Die Arbeitskreise Berlin-Brandenburg und Sachsen/Sachsen-Anhalt setzen ihre Kooperation fort. Nach der ersten gemeinsamen Baurechtstagung in Magdeburg 2022 unter Federführung des AK Berlin-Brandenburg fand nun in Dresden die zweite Tagung statt, diesmal unter organisatorischer Leitung des AK Sachsen/Sachsen-Anhalt. An dieser Veranstaltung beteiligte sich auch die Sächsische Justiz als Mitveranstalter. So trafen sich, nach einem entspannten vorabendlichen Get Together, am 02.11.2023 knapp 50 Teilnehmer, fast paritätisch verteilt auf Anwaltschaft, Richterschaft, Sachverständige und Bautechniker, im Festsaal des Oberlandesgerichts Dresden.
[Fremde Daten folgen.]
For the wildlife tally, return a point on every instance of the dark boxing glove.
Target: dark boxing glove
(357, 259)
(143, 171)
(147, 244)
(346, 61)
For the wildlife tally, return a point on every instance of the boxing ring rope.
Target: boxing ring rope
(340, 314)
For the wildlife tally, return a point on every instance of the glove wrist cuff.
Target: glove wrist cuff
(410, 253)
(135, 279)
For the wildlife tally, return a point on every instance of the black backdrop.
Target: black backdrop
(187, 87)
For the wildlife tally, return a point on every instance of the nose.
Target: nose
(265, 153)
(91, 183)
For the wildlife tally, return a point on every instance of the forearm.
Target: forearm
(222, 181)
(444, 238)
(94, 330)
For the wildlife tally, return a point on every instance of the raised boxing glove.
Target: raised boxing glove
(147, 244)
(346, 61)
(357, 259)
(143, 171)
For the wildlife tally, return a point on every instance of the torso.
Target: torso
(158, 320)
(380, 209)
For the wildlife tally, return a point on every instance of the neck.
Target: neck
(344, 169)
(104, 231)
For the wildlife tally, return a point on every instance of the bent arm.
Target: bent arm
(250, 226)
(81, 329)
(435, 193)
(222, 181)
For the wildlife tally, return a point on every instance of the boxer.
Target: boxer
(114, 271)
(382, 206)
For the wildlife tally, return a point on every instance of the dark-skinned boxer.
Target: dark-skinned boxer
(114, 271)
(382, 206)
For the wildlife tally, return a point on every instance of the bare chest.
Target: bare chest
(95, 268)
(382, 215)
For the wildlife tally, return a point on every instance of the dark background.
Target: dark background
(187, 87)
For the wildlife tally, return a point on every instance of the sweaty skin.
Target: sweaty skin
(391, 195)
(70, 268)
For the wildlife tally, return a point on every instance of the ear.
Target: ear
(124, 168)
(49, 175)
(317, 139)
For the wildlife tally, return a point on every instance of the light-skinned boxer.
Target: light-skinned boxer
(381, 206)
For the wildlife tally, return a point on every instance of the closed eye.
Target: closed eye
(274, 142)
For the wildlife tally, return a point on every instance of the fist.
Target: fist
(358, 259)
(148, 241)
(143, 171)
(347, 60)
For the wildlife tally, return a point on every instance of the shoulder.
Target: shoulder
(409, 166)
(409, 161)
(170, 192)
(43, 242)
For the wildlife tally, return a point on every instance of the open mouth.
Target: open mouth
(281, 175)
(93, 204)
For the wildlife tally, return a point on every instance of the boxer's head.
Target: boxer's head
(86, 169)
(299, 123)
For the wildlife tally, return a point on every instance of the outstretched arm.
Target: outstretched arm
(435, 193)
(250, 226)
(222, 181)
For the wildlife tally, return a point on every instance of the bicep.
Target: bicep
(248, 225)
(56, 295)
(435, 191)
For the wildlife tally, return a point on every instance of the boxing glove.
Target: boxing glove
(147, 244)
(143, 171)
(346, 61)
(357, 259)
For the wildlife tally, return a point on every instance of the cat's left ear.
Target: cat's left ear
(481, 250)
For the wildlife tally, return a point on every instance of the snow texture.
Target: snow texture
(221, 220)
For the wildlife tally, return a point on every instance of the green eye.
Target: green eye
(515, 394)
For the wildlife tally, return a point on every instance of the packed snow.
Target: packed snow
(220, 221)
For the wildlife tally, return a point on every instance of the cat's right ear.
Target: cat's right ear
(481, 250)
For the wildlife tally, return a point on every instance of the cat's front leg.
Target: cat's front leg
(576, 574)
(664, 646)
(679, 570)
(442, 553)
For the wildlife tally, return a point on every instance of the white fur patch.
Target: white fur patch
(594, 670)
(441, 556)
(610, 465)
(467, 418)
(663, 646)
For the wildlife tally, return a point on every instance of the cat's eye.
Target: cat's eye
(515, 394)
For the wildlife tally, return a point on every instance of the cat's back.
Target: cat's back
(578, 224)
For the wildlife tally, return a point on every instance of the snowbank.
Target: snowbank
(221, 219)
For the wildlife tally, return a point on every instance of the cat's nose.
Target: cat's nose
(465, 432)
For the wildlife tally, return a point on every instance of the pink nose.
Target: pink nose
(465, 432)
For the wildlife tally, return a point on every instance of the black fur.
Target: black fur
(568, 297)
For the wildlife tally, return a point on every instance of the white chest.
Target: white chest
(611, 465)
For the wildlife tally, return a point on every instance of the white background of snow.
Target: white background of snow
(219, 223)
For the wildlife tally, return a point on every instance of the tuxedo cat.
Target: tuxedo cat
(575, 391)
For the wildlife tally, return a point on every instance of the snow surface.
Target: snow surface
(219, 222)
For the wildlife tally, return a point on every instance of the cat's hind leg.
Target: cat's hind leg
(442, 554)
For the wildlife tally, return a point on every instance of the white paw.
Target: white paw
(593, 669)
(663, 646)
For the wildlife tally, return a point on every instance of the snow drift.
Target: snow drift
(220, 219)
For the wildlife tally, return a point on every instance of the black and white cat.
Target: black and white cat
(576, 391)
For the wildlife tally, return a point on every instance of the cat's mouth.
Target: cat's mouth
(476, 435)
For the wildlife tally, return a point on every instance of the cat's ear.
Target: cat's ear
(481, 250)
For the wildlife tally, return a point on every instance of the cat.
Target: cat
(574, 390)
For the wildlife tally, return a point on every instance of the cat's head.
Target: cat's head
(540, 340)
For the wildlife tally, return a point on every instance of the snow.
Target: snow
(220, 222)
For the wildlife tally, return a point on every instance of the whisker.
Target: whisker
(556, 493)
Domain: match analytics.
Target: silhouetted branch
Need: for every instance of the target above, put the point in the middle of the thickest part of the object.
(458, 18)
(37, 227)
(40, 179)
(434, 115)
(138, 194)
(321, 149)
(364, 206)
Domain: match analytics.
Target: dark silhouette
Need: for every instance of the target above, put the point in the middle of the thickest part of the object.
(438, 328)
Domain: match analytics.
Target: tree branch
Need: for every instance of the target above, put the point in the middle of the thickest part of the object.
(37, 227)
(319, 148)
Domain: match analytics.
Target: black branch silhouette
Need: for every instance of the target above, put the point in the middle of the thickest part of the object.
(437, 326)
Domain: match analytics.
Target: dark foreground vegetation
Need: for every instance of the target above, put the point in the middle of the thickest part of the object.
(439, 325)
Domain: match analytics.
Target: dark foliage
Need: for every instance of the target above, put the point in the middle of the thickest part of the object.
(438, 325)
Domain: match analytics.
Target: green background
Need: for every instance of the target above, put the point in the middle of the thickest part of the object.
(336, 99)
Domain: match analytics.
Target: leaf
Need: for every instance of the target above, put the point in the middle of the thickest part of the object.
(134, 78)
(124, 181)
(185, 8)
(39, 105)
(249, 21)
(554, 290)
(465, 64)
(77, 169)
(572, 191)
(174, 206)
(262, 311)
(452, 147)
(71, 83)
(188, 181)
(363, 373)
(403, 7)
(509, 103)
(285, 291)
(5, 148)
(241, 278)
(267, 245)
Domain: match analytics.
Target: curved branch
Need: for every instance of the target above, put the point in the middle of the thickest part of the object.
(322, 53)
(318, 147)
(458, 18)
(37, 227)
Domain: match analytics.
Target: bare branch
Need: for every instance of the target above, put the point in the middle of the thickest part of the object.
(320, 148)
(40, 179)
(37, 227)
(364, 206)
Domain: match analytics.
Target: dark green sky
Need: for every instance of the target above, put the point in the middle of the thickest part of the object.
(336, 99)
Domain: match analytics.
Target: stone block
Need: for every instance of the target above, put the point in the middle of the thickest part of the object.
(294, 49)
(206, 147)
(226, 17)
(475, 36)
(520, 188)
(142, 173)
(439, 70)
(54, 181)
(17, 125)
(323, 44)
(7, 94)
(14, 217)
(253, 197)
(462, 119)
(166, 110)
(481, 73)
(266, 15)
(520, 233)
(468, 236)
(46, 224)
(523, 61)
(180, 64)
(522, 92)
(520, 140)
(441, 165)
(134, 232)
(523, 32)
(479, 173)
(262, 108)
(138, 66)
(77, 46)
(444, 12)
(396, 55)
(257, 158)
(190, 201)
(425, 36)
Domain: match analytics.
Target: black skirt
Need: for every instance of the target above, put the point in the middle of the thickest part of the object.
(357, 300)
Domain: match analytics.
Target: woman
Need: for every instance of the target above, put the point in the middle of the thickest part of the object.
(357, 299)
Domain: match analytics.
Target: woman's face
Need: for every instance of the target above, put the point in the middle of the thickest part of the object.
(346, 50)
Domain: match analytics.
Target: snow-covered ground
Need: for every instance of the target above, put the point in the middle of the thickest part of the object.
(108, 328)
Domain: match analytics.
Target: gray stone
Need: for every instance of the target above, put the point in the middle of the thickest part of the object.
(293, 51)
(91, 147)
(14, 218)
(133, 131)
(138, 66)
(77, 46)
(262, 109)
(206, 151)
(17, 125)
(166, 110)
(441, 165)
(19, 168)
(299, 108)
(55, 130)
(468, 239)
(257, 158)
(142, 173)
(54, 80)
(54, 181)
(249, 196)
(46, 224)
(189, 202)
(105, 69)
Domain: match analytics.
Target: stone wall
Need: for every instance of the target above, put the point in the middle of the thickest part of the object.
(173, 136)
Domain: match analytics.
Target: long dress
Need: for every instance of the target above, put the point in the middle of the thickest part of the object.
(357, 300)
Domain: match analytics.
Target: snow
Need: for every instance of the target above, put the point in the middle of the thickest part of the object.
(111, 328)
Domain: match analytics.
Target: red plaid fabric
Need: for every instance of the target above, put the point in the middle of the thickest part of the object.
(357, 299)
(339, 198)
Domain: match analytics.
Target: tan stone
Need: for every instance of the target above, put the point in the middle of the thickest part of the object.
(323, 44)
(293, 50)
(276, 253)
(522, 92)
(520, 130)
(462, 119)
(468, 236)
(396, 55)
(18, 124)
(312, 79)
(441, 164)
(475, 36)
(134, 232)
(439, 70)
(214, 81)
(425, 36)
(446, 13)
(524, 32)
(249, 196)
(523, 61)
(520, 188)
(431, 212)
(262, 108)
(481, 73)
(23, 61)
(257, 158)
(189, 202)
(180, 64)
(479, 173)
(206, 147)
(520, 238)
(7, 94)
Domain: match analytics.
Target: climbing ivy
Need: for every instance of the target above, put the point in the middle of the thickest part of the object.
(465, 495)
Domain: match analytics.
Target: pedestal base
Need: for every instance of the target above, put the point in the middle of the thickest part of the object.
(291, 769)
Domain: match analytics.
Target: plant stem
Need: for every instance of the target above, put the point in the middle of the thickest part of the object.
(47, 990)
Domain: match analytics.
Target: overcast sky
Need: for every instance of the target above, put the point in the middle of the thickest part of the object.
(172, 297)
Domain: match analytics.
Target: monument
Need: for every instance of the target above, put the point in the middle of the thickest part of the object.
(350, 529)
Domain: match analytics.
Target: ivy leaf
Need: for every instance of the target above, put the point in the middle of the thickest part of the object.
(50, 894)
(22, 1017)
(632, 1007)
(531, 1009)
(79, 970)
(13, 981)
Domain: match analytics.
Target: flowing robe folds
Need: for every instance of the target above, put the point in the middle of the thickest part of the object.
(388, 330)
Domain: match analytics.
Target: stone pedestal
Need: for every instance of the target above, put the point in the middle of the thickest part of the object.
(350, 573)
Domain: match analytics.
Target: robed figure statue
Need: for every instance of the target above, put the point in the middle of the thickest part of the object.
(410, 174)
Der Sitz des OLG im historischen Ständehaus an der Brühlschen Terrasse, direkt an der Elbe im Kern des historischen Zentrums der Landeshauptstadt, bot einen besonders schönen wie auch inspirierenden Rahmen für den interdisziplinären Austausch. Digitalisierung und technische Normen in der richterlichen, anwaltlichen und bautechnischen Arbeit waren die Leitthemen der Veranstaltung, die auch bei der Auswahl der Referenten auf eine regionale Orientierung Wert legte.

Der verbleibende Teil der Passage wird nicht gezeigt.